If you like cli syntax highlighting, checkout ‘bat’. A bit like cat on steroids.
https://github.com/sharkdp/bat
Ow, bat is nice, thanks for the tip.
This script is very cool. We need to remember there is no such thing as “The Terminal”, but many terminal emulators. Some can print text in bold, italics, color and even images (ie sixel), others cannot. We can view markdown (with images) by converting the code to HTML with Pandoc and viewing the result with a browser like w3m. Basically it’s a parsing job. In theory you probably could do a similar thing using sed, awk and tput. Using a terminal you can also produce LaTeX documents, convert them into PDF and view the result using tools like fbgs or fbi. All without using X and using the framebuffer instead.
+1
Oh, my initial “bash vs Perl” comment got removed. I hope it was because of incorrect grammar.
[Insert “first time?” meme here]
Poor Perl, doing all the heavy lifting while Bash gets all the praise.
But one of the points of Markdown is that it doesn’t require a renderer at all… it should look nice by default…
Interesting… I fancy a port from perl to awk. 😎
Original Markdown was a very hacky Perl script, so the whole thing is based on chaotic black magic.
These days I prefer LaTeX for things that have to look nice. Markdown is cool to take a quick note, though — it even works on paper. =)

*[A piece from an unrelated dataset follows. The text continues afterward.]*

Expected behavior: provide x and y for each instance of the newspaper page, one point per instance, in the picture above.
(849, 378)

I like more mdless, it has color and a more familiar usage
This script is very cool. We need to remember there is no such thing as “The Terminal”, but many terminal emulators. Some can print text in bold, italics, color and even images (ie sixel), others cannot. We can view markdown (with images) by converting the code to HTML with Pandoc and viewing the result with a browser like w3m. Basically it’s a parsing job. In theory you probably could do a similar thing using sed, awk and tput. Using a terminal you can also produce LaTeX documents, convert them into PDF and view the result using tools like fbgs or fbi. All without using X and using the framebuffer instead.